DOI : 10.1007/s10943-019-00975-8
Boudry, M. (2024). « On Epistemic Black Holes: How Self-Sealing Belief Systems Develop and Evolve ». Theoria, 90(4), 429–447.
DOI : 10.1111/theo.12554
Statut de la recherche
Ce que les Récits Vivants proposent ici
La littérature mobilisée dans cette enquête ne démontre pas directement les concepts proposés ici. Elle permet de les éclairer, de les confronter et d’en préciser les limites.
Trois propositions appartiennent plus spécifiquement au cadre de recherche des Récits Vivants :
La clôture émancipatrice
Un récit ayant accru notre capacité d’agir peut ensuite devenir trop central ou trop auto-protecteur pour rester transformable.
La transformabilité de second ordre
La transformation peut concerner non seulement le contenu d’un récit, mais les catégories avec lesquelles celui-ci organise et interprète ses propres changements.
La réflexivité transformatrice
Un récit peut appliquer à ses propres critères de validation et de révision la possibilité de transformation qu’il applique au monde.

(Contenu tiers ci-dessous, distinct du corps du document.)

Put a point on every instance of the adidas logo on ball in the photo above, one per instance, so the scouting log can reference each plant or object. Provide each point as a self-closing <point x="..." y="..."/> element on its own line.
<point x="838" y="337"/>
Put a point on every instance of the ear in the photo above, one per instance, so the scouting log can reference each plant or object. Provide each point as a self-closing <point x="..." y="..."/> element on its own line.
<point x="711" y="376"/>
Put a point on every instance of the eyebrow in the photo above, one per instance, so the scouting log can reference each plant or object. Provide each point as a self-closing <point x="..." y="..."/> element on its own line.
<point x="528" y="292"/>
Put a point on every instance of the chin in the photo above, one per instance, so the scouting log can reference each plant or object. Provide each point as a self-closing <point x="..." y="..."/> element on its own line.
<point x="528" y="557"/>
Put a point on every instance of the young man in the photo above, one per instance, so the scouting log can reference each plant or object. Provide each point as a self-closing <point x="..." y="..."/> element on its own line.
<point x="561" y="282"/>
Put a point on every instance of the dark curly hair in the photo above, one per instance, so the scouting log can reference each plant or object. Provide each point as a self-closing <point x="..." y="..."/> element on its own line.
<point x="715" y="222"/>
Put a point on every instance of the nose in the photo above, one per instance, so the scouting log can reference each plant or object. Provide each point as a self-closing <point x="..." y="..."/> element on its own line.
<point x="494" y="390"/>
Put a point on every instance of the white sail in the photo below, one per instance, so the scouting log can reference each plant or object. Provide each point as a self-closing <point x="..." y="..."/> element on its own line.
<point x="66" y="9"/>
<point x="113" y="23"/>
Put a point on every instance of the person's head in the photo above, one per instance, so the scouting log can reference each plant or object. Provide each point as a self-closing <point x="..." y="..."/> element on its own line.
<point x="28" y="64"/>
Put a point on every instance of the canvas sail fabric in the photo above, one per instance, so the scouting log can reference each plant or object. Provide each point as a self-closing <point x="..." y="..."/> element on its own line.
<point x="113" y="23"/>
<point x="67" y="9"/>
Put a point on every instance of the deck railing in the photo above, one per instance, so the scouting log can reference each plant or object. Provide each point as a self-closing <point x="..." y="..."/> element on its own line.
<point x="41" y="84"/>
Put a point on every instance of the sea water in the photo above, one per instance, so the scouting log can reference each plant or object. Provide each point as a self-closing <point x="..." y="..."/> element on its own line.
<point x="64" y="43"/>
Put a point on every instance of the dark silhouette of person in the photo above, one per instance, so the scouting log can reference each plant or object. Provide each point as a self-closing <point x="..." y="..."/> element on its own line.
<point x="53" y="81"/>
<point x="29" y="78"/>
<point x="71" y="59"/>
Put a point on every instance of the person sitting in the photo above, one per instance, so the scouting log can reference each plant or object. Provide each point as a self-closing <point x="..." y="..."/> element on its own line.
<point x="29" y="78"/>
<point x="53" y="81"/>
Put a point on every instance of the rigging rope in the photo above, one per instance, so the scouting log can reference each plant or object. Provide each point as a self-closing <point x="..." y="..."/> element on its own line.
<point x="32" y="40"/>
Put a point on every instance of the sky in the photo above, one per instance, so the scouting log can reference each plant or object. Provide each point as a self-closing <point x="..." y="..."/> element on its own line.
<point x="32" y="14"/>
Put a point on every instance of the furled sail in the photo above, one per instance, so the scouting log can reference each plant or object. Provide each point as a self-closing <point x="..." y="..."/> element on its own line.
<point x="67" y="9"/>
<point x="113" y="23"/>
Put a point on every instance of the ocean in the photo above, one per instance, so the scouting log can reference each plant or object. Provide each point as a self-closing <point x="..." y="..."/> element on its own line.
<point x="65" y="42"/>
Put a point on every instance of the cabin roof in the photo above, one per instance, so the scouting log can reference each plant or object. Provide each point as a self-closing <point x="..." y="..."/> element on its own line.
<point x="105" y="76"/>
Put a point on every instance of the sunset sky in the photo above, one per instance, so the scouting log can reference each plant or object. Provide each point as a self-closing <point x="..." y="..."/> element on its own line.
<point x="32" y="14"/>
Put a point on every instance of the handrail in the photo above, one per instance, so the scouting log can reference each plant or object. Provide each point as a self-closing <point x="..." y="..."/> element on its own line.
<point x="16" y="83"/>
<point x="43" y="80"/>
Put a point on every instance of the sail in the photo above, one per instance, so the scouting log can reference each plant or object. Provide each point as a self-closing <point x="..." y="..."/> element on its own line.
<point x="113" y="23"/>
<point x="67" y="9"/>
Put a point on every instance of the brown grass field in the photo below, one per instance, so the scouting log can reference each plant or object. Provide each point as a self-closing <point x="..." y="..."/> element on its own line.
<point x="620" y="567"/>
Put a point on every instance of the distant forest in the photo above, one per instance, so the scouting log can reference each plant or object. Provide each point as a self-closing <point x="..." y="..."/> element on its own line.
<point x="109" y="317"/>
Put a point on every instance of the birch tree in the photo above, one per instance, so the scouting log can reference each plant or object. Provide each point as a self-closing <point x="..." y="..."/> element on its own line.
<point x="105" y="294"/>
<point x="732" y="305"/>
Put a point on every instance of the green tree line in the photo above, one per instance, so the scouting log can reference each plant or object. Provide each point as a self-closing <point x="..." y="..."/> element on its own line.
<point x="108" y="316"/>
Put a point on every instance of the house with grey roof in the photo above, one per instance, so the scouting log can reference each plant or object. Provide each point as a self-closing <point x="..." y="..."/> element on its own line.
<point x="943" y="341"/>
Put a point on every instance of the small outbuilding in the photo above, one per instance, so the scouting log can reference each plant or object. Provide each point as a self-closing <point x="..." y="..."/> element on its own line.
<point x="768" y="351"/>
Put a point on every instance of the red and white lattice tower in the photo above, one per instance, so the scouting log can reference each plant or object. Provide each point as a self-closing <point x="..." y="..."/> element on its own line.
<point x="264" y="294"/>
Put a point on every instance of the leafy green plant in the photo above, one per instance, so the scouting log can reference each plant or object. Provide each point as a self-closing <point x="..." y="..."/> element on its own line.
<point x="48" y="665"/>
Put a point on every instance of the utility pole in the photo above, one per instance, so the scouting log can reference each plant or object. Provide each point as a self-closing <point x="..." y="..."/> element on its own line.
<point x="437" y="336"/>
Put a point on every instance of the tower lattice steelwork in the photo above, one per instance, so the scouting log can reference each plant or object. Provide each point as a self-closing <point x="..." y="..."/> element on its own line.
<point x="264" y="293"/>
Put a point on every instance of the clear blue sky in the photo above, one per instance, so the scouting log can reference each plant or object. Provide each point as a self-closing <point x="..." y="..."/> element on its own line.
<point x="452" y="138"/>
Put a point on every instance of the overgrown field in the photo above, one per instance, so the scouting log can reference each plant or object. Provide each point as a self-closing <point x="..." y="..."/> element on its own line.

Ces propositions sont des hypothèses de recherche. Elles ne sont pas présentées comme des catégories établies par la littérature scientifique.
Elles devront être confrontées à d’autres travaux, à des contre-exemples et, lorsque cela sera possible, à des critères suffisamment précis pour déterminer ce qui pourrait les confirmer, les limiter ou les transformer.
Autrement dit, cette enquête demande à ses propres concepts exactement ce qu’elle demande aux récits qu’elle étudie :
rester assez solides pour pouvoir être éprouvés — et assez vivants pour pouvoir être transformés.